# Not sure anymore....



## Lucky1126 (Aug 7, 2011)

Hi. I have been married for almost 4 years (next month) and we have a child who will be 4 next month. We have known each other for 10 years. We were seperated for a year and a half and got back together. Now I am questioning why I even missed him or if i just missed having someone sleep in the same bed. I started thinking this about 2 weeks ago. I went and visited my parents for a week and half and during that time he barely spoke to me. He saw us once. When he picked me up and got home we talked for a little bit because I felt something was wrong but he just keeps telling me that he is tired, busy at work and stressed. I understand all of this because his job can be hard. Well since I didn't get to see him much the other night I wanted to sit next to him while he watched tv and I was going to read my book, well he got up and sat somewhere else. It hurt my feelings but I didn't say anything but it shocked me because he normally doesn't act that way.
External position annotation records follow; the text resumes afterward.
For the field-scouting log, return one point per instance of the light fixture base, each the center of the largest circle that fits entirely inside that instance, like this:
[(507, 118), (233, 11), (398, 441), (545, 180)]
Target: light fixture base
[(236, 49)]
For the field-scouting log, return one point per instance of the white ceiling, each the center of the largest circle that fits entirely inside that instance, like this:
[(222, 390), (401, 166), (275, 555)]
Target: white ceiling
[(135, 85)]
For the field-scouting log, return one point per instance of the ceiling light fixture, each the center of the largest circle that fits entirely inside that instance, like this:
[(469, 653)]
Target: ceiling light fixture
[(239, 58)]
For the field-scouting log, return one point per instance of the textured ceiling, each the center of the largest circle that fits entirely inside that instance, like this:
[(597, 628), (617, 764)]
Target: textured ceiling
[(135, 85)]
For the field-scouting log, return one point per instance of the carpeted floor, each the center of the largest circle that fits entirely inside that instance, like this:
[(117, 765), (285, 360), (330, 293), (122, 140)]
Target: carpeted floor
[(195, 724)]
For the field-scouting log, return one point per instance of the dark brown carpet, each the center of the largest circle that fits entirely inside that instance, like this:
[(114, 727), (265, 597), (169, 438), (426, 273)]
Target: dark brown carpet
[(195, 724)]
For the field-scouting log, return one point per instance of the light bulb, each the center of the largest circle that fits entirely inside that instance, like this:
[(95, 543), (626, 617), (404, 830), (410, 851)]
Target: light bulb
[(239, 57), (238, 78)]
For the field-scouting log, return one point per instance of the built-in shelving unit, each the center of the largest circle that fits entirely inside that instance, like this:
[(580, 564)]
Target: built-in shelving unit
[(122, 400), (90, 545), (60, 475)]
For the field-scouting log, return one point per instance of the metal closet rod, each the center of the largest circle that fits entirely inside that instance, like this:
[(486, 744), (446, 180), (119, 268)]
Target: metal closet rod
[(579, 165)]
Another day went by hardly said a few words to each other. This morning I get up and I look through his phone. I've been doing this since we got back together because the girl he was seeing tries to cause problems with us. Well I didn't see anything that was suspicious. I accidentally hit his internet button and found that he has been looking at porn. I really don't care about that but it hurts my feelings because of the way he is treating me. We do not have sex awhole lot but when we do it's great. We share a room with our child and live with his parents so privacy is something that just doesn't happen. He seems really distant. When we don't have our son we might have sex once during the weekend. What bothers me is when we were seperated I had sex a lot with the person I was seeing and I don't with my husband. I masterbate more than we have sex. There is so much that I am just tired of with him. We have gone to counseling and it didn't help at the time because I didn't want to forgive him. I really feel like I have a roommate that sleeps in the same bed with me. Ugh, I'm really not even sure what I am asking for. I just know I need some advice. I'm tired of feeling lonely.


----------



## YinPrincess (Jul 31, 2011)

I think if your living arrangement were different, so might be your relationship... I can only guess, though. I would give it some time, and I think you should talk to him openly and honestly... even if he isn't reponsive, it may give him something to think about.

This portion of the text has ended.